Let $M_t$ be a martingale in $L^2$ adapted to the filtration $\mathcal{F}_t$ and $(T_k)_{k\geq 0}$ a sequence of bounded stopping times such that $\lim_{k \to \infty} T_k = \infty$. I am trying to understand why the stopped martingale $(M^{T_k}_t)_{k\geq 0}$ converges in $L^2$ as $k \to \infty$. Clearly it can be written as $E(M_t|\mathcal{F}_{t \wedge T_k})$, but why does this converge in $L^2 $ to $M_t$?

Answer 1

EDIT: My first answer was wrong and only proved $L^1$-convergence, so as elaborated in the comments, here the revised version:

$M^2_t$ is a submartingale by the conditional Jensen inequality and hence $E[M^2_{t∧T_k}]≤E[M^2_t]< \infty$, so the sequence $M_{t \wedge T_k}$ is an $L^2$-bounded martingale, with respect to the filtration $(\mathcal F_k)_{k \in \Bbb N}$ of $\sigma$-algebras generated by the $t \wedge T_k$-past, by the optional stopping theorem. Implicitly, I assume here that the stopping times are increasing.
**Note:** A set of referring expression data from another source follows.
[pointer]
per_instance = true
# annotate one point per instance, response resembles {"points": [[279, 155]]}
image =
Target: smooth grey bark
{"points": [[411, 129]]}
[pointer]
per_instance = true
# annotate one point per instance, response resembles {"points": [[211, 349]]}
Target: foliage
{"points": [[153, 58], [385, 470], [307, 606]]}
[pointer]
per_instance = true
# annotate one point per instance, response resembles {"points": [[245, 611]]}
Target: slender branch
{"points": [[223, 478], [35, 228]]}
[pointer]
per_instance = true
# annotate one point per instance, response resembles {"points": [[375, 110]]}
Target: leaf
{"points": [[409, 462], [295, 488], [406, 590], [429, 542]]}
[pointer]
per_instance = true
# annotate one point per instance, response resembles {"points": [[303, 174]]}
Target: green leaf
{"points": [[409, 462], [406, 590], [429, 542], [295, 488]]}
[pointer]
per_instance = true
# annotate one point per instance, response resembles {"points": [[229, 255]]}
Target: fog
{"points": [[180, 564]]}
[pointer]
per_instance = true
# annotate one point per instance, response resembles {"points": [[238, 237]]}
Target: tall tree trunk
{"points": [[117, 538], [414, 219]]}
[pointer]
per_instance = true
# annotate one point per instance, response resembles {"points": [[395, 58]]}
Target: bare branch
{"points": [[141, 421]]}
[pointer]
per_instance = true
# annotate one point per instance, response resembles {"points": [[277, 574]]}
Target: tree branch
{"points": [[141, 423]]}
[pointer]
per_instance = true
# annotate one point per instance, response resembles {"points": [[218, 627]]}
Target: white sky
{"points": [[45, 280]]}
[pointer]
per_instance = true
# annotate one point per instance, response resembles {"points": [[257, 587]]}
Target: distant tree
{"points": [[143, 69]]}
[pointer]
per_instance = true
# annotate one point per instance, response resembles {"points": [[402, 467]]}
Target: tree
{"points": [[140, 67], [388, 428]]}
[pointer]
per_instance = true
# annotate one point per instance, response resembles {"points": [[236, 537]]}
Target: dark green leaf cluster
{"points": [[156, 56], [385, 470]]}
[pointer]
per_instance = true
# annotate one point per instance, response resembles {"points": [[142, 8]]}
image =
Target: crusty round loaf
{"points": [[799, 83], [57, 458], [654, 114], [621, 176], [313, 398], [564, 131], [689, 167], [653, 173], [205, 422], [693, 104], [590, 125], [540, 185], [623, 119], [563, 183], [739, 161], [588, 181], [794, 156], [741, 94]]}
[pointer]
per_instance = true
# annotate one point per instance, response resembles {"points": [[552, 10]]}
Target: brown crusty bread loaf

By a consequence of the martingale convergence theorem and Doob's $L^p$-inequality, any $L^p$-bounded ($1<p<\infty$) discrete-time martingale $M_k$ converges $\Bbb P$-a.s. and in $L^p$ to some random variable $M_\infty$.

This means that the sequence converges in $L^2$ to some random variable, and given continuity in probability, this random variable must be $M_t$.

Without continuity assumptions, this does not work, because $L^2$-convergence implies convergence in probability, and we can exhibit a martingale that is not continuous in probability: Are all local martingales continuous in probability?